Observation What it means
Recall@5 is 0.5649 at 50 tools and 0.1475 at 1000 tools in the headline run. Routing-only adoption is strongest for small-to-medium catalogs or catalogs with strong metadata.
The scorecard includes tfidf, bm25, embedding_hashing, and skipped optional backends. Backends are swappable; compare them on your catalog rather than assuming the default is best.
The mixed-shape 500-tool catalog reports lower recall than the uniform catalog.
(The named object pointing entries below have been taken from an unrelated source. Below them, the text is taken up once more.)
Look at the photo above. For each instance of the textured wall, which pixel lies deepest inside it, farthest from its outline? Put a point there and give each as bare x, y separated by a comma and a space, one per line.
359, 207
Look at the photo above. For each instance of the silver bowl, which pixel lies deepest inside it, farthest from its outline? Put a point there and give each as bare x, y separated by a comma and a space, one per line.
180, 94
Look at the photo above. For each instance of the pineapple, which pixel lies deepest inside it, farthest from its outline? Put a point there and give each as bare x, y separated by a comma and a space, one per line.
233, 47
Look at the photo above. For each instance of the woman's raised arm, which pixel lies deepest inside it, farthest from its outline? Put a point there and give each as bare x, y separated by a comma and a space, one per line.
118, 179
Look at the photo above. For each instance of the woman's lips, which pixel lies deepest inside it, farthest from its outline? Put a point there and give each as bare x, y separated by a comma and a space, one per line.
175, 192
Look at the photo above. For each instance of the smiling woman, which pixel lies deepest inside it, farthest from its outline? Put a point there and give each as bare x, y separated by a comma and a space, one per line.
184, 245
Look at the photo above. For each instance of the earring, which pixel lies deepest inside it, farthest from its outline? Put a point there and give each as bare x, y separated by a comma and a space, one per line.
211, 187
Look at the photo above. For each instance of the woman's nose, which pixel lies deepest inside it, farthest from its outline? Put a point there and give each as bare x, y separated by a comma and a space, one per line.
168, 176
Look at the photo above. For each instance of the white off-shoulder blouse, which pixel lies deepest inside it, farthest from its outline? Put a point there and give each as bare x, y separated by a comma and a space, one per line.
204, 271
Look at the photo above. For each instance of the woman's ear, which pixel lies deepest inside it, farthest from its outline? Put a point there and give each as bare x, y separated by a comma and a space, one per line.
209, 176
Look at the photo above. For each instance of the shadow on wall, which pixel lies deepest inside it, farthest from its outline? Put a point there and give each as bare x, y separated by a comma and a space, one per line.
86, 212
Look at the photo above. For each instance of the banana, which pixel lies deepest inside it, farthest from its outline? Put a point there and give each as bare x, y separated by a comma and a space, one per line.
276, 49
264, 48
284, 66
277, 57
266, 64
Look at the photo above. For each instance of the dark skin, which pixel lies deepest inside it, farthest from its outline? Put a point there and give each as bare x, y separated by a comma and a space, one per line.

Real catalogs with head-heavy namespaces and long tails need better metadata or a retriever-first shortlist.

Recommended mitigation path for large catalogs:

  1. Improve SelectableItem.description, tags, and namespace quality.
  2. Compare tfidf, bm25, and embedding_hashing with make benchmark-matrix.
  3. Add a retriever-first shortlist through the Retriever protocol when the catalog is too large or too semantically sparse for lexical ranking alone.

Failure Modes Avoided

Failure mode What contextweaver does
Giant tool output pasted raw into the answer prompt Stores the raw payload as an ArtifactRef and injects a summary.
Full schema catalog injected on every route turn Exposes compact ChoiceCards and hydrates full schema only when needed.
Manual history trimming drops a parent tool call Dependency closure keeps selected tool results paired with their parent calls.
Confidential context crosses a policy boundary Sensitivity filtering drops or redacts according to ContextPolicy.
Debugging prompt changes becomes guesswork BuildStats, route traces, and explanations show what was included, dropped, and why.

Reproduce

make benchmark-matrix
make scorecard
make scorecard-check

Source files:

File Role
benchmarks/results/latest.json Machine-readable benchmark output.
benchmarks/scorecard.md Generated scorecard and methodology.
benchmarks/benchmark.py Harness implementation.
benchmarks/scenarios/ Context-pipeline fixtures.
benchmarks/routing_gold.json Routing gold set.

Deterministic metrics: recall, drops, dedup counts, token counts, artifact counts, and compaction ratios.

Hardware-dependent metrics: p50/p95/p99 latency.

How to Decide

Adopt a small proof-of-concept if at least one of these is true:

  • Your prompt regularly includes more tools than the model should reason about.
  • A single tool can return enough data to dominate the prompt.
  • Your agent history includes tool-call chains that manual truncation breaks.
  • You need deterministic context budgeting and inspectable drop reasons.

Defer contextweaver if none of those are true yet. Keep the scorecard commands around, then re-run them once the agent grows into the problem.